The nation’s antitrust watchdog has launched a full-scale investigation upon suspicions that Volkswagen Korea ran false advertisements about vehicles for which it had rigged emissions tests, officials said Friday.
The probe is expected to strike a blow to the Korean unit of the German carmaker, which is already facing a separate criminal probe and a series of class action suits both in local and U.S. courts.
The Fair Trade Commission is zeroing in on speculation that the carmaker claimed to have passed U.S. and European emissions tests with excellent results, satisfying requirements for the Euro 5 standards.
“We are closely looking into whether VW vehicles have met the Euro 5 standards just like the company advertised,” a FTC official said.
The Euro 5 standard is an emission regulation adopted by the EU to limit pollutant emissions, such as nitrogen oxides and particulate matter from diesel and petrol cars, to protect public health and curb environmental problems.
From 2009, Volkswagen sent out advertisements claiming it passed emissions tests in the U.S. and Europe, using specific terms such as “Clean Diesel,” “Eco-friendly” and “Blue Motion.”
According to industry sources, the FTC has already ordered Volkswagen to submit relevant documents on its emission-rigging schemes and how it misled customers by running false advertisements.
Volkswagen, for instance, claimed that its diesel-powered Tiguan satisfied the Euro 5 Standards, despite the model having software that intentionally rigged emissions testing results.
If found to have deceived consumers by sending out false advertisements, Volkswagen could face fines of up to 2 percent of its sales.
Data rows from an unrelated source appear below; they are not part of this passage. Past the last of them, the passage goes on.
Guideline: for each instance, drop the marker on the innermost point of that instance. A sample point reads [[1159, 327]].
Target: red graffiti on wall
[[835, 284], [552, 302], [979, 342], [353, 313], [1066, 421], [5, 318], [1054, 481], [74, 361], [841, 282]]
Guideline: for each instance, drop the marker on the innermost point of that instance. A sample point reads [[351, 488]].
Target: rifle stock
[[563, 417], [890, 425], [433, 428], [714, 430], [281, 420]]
Volkswagen Korea sold about 125,000 cars equipped with the cheat device, worth approximately 3.5 trillion won ($2.92 billion).
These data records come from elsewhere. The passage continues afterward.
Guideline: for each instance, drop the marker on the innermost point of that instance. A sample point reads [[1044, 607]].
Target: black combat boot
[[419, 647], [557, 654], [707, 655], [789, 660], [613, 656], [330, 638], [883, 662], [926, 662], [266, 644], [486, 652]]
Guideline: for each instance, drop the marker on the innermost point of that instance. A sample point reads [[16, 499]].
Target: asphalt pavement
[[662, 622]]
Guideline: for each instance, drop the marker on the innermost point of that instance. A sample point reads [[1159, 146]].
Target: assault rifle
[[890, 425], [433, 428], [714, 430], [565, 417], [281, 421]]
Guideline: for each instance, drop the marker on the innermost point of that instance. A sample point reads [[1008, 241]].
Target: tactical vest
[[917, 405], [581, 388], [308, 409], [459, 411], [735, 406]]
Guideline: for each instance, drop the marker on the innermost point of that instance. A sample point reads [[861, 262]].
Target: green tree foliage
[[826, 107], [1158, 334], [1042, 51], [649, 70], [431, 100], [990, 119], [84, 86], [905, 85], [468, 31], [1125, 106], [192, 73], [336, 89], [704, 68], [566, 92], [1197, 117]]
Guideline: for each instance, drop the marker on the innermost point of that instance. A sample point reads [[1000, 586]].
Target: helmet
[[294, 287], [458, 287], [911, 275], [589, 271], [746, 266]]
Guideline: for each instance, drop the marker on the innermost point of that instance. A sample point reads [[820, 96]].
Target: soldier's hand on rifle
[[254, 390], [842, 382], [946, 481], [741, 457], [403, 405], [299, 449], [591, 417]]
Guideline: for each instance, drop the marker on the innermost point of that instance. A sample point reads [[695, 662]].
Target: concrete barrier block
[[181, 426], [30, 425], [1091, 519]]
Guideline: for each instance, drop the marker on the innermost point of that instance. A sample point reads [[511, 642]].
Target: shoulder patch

The FTC could send the case to the prosecution and bring more civil lawsuits.
Legal experts say that consumers can hold Volkswagen Korea responsible if the FTC confirms that Volkswagen has violated the law on labeling and advertisements.
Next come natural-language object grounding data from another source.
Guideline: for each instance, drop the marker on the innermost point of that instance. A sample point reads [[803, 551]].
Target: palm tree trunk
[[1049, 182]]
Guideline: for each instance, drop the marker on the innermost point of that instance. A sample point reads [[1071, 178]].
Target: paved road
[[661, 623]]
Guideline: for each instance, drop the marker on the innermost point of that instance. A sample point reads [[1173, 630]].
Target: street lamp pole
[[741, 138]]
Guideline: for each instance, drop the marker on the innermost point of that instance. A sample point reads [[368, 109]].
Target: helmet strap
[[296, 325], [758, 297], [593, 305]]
On Wednesday, Seoul Central District Prosecutors’ Office launched a separately probe into a criminal suit filed by the Environment Ministry against VW Korea. The ministry sued Johannes Thammer, managing director of Audi Volkswagen Korea, for failing to satisfy the nation’s legal requirements in its recall plan.
The surprising move came after the ministry revoked the certification for tested models and banned their sales in November. It also fined the German carmaker about 14 billion won, drawing harsh criticism from the public for being too soft.